Nasi sudah jadi bubur, Pembina Masyarakat Keilmuan dan Teknologi (MITI) Mulyanto mengingatkan dalam berpolitik jangan setengah-setengah. Jika memang PDIP sudah bersikap menjadi oposisi lewat aksi ‘boikot’ retret kepala daerah dan tindakan lainnya, Megawati juga melepas jabatannya sebagai Ketua Dewan Pengarah Badan Pembinaan Ideologi Pancasila (BPIP) dan Badan Riset dan Inovasi Nasional (BRIN).
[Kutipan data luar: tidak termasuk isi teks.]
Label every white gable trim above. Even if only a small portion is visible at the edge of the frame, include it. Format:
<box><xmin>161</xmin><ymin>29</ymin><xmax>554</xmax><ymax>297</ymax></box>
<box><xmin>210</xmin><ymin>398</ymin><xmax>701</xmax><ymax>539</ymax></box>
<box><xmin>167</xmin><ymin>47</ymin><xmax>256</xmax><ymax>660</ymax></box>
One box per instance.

Langkah ini, lanjut dia, bukan hanya menggambarkan komitmen PDIP pada idealisme politik. Mulyanto menilai bila Megawati mundur dari posisi sebagai Ketua Dewan Pengarah BRIN, maka akan mengundang simpati sebagai sikap negarawan. “Sikap tegas ini akan menjadi titik balik bagi perjalanan perpolitikan tanah air. Sekaligus memberikan kesempatan kepada PDIP untuk lebih fokus dan konsentrasi dalam menangani berbagai permasalahan yang menghadangnya di depan mata dan membutuhkan proses konsolidasi, ” ujarnya .
[Rez/Vonita/Reyhaanah].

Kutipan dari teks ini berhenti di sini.